Dunst

Weizenmehl 405, Dunst (doppelgriffiges Mehl) und Hartweizengrieß im Vergleich
Gut, dass wir vergleichen können, von links: Mehl, Dunst, Grieß
Weizenmehl 405, Dunst (doppelgriffiges Mehl) und Hartweizengrieß im Vergleich
Mehl- und Dunstkörner sind optisch kaum zu unterscheiden, ihr »Rieselverhalten« hingegen schon

Dunst in Ihrer Küche kann zweierlei sein. Den einen erledigt, so vorhanden, die Dunstabzugshaube, der andere, um den es hier geht, ist ein etwas gröberes Mehl. In Zahlen definiert das Letztere gemahlenes Getreide, dessen Körnchengröße weniger als 0,32 mm beträgt, während die von Dunst bei 0,5 mm liegt, in der nächst gröberen Stufe wäre er Grieß. Während Sie wirklich hypersensibel sein müssen, um beim puderig-glatten Mehl noch Körnchen zu spüren, schaffen das beim Dunst sogar Rohlinge recht mühelos, er wird deshalb oft als griffiges oder doppelgriffiges Mehl bezeichnet.

In der Küche

»Normales« Mehl dürfte in praktisch jeder Küche stehen, die nicht nur zum Herzeigen da ist, die Anwesenheit von Dunst verrät indessen bereits einige Kennerschaft. Er kann Mehl entweder ganz ersetzen oder wird mit ihm vermischt. Wer sich beispielsweise die Mühe macht, Nudeln selbst herzustellen, wird in der zugehörigen Rezeptlandschaft bald auf Dunst stoßen, der – ähnlich wie Grieß – den Nudeln mehr Biss verleiht. Dasselbe gilt für Spätzle, weswegen Dunst zumindest im Schwäbischen unter Spätzlemehl firmiert und auch als solches gehandelt wird.

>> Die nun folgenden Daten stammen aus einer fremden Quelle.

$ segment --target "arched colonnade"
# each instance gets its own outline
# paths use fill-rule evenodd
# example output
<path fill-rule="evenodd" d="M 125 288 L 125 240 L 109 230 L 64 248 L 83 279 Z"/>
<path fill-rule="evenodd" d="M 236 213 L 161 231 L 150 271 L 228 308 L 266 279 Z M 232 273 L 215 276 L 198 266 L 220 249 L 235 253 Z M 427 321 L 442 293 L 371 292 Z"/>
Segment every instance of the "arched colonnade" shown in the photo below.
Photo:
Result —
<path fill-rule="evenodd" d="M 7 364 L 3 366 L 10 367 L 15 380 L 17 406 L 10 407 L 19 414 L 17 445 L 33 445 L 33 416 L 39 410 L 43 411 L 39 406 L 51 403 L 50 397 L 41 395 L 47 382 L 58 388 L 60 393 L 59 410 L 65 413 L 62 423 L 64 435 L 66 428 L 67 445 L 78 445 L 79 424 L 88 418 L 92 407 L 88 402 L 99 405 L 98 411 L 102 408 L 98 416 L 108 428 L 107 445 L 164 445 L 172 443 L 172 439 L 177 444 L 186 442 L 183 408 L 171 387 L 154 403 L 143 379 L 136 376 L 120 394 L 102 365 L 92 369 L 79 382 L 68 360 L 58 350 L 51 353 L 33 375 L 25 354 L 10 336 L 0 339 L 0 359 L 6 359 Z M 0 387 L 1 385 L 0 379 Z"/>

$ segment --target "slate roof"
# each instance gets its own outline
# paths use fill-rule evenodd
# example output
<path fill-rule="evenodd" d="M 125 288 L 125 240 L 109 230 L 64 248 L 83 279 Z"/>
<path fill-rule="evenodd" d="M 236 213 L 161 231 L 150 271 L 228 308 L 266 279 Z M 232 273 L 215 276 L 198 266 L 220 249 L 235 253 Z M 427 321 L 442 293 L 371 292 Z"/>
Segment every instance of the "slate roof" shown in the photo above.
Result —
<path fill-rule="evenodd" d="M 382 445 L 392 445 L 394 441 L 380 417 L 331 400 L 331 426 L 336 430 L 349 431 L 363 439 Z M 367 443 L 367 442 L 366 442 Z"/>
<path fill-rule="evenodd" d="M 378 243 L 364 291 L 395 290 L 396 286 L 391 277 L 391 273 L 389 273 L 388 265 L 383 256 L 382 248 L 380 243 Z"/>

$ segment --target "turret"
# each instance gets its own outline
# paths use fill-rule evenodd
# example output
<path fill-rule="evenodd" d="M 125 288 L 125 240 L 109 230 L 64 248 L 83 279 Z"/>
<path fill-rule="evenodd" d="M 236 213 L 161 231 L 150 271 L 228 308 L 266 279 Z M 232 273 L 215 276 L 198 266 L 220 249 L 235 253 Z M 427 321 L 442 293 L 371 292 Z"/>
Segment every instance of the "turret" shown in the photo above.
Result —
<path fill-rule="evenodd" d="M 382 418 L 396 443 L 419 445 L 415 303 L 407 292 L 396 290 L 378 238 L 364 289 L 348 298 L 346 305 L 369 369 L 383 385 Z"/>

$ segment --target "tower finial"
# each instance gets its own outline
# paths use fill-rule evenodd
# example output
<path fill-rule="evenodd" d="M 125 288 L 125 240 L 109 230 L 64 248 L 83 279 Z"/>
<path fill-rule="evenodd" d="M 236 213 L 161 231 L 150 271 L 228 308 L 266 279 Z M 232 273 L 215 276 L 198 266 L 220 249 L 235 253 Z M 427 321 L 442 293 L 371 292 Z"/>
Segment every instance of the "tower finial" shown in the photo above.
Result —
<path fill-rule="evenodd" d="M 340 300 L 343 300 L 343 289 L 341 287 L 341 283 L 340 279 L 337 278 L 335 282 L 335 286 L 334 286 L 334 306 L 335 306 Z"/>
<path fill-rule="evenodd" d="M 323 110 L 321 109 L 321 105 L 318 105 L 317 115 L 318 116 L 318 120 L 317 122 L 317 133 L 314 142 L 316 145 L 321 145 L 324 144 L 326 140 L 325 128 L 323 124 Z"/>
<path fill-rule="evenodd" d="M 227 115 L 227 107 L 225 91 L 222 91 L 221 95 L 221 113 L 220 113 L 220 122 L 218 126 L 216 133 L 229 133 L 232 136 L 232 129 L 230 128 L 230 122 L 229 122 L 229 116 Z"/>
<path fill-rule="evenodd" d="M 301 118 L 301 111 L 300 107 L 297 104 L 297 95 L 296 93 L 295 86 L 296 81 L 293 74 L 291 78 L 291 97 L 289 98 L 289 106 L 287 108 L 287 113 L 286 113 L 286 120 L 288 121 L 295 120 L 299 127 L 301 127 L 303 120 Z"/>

Sind die Unterschiede zum Mehl im Ergebnis bedeutend? Sagen wir so: wenn Sie alle aufgeführten Zutaten eines Rezepts im Haus haben außer Dunst, würde ich an Ihrer Stelle nicht extra losrennen, um ihn zu besorgen, sondern einfach Mehl nehmen. Dunst beizumengen oder statt Mehl zu verwenden, kann ein Gericht im Detail fraglos aufwerten, es wird damit aber nicht gleich stehen oder fallen.